Duchess of Cambridge thanks the early years sector

June O'Sullivan
Monday, December 7, 2020

Last month, the Duchess of Cambridge announced the results from her landmark public survey on the Early Years, ‘5 Big Questions on the Under Fives’, which launched in January this year.

This marked the first time that the UK public was asked for its views on the topic of early childhood in an open survey which forms part of an extensive body of research commissioned by The Royal Foundation of The Duke and Duchess of Cambridge

Conducted by Ipsos MORI, the huge response rate demonstrated the country’s appetite for talking about the issue and confirmed, yet again, that what happens in the Early Years really does matter – yet not enough people know this! 76 per cent to be precise.

The Duchess provided the keynote, followed by a live panel which, to my mind, detracted from the power and potency of her speech.

She opened by challenging the view that she is only interested in Early Years because she has three small children.

Instead, she reflected on her involvement with charities having seen how experiences such as homelessness, addiction, and poor mental health are often grounded in a difficult childhood – but also how positive protective factors in the Early Years can play a crucial role in shaping our futures.

She was clear that parenthood isn’t a prerequisite for understanding the power of the Early Years. The first five years is everyone’s responsibility – especially as small children’s brains are fizzing with activity – and a nod to her recognition of the brain development research.

She highlighted that most parents put the happiness of their children as their number one priority (something our Secretary of State for Education might heed!)

She called for us to be kinder and support parents and when you read some of the findings, this call to action was unsurprising:

  • 70 per cent of parents with 0-5-year olds feel judged by others leading to low self-esteem, sadness, feelings of inadequacy and anxiousness

Parents prefer to be in the playgroup or the park with their children as they feel less likely to be judged there:

  • Parental loneliness has increased during the pandemic from 38 per cent to 63 per cent due to being cut off from friends and family. The increase in loneliness for parents is more apparent in deprived areas.

  • The mental health and wellbeing of parents has a greater impact on the development of their children.

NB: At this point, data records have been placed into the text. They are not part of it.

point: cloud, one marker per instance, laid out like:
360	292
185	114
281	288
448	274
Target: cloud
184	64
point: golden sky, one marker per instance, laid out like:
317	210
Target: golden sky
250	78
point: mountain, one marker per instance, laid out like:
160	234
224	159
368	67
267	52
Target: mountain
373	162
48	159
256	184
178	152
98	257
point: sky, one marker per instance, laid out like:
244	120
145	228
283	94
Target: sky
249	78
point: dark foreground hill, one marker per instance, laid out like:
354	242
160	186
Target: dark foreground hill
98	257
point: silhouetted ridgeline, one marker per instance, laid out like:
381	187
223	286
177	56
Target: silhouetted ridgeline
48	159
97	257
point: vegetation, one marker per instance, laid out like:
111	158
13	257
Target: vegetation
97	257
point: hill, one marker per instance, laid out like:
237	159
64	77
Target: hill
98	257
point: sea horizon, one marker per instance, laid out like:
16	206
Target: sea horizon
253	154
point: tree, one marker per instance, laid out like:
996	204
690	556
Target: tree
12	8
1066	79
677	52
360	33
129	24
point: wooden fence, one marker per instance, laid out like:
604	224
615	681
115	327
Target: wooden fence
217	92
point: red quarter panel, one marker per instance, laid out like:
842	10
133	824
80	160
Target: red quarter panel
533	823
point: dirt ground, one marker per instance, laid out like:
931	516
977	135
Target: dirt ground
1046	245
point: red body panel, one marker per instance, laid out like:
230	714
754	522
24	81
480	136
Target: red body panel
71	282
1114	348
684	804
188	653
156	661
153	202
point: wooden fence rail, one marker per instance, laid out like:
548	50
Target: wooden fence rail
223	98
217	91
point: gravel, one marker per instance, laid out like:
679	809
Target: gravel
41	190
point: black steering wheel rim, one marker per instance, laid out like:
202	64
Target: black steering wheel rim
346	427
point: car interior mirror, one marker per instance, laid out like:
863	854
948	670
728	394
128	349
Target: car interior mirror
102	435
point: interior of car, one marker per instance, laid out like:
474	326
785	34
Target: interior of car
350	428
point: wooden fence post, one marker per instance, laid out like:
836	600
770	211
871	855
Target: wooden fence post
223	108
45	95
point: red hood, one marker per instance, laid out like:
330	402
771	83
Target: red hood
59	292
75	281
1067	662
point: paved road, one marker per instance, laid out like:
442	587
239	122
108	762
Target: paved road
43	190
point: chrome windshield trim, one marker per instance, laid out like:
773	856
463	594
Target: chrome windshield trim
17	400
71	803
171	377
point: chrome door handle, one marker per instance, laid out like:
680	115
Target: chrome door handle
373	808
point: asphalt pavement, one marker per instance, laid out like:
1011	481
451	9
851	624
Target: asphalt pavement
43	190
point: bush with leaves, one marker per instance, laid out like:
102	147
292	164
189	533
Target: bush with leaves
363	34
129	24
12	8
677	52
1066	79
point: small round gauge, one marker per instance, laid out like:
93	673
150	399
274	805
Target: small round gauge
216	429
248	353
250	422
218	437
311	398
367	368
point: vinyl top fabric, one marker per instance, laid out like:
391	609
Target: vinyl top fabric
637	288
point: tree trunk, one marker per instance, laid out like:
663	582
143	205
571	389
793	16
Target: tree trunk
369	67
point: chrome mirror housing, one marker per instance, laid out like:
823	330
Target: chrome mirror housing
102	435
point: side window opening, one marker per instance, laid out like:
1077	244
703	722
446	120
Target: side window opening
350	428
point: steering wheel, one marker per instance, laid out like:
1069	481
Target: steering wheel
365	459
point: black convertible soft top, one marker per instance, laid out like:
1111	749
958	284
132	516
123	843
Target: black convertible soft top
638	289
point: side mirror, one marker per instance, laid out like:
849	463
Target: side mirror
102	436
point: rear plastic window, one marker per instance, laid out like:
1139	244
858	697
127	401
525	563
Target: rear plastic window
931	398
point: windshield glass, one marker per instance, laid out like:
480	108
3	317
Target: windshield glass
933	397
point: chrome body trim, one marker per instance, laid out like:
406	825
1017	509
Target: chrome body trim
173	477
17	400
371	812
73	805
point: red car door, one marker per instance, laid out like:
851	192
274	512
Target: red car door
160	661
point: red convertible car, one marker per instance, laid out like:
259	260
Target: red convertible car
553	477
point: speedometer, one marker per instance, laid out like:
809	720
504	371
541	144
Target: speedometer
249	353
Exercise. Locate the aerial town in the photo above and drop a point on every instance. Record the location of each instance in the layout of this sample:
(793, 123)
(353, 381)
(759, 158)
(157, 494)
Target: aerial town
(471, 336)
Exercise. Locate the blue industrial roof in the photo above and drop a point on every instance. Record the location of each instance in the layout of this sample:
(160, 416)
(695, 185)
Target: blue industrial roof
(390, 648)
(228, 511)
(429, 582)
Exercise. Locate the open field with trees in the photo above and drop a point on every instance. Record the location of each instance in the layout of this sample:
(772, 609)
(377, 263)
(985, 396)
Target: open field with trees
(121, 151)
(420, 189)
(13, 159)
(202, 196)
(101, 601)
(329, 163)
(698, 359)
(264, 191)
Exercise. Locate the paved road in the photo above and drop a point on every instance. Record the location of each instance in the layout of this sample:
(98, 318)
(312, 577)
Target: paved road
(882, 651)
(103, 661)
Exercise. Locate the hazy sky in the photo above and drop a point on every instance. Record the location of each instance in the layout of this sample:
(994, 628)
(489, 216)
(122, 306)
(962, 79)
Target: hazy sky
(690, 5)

She thanked those who work in the Early Years and recognised that what we do takes hard work and we are not in it for the ‘quick win’ but for the BIG win.

Her conclusion had a Gandhi feel about it because really, what she was asking us was to be the change we want to see – although in her words Big Change Starts Small.

Next year, the Duchess will announce ambitious plans to help elevate the importance of early childhood with the aim of bringing positive change to the lives of children under five across the country and to also reduce the need for late intervention. Lets get behind this public conversation and engage your parents, your friends, your neighbours everyone who can turn that 76 per cent into just 7.6 per cent.

June O'Sullivan is chief executive of London Early Years Foundation. This blog first appeared on the LEYF website.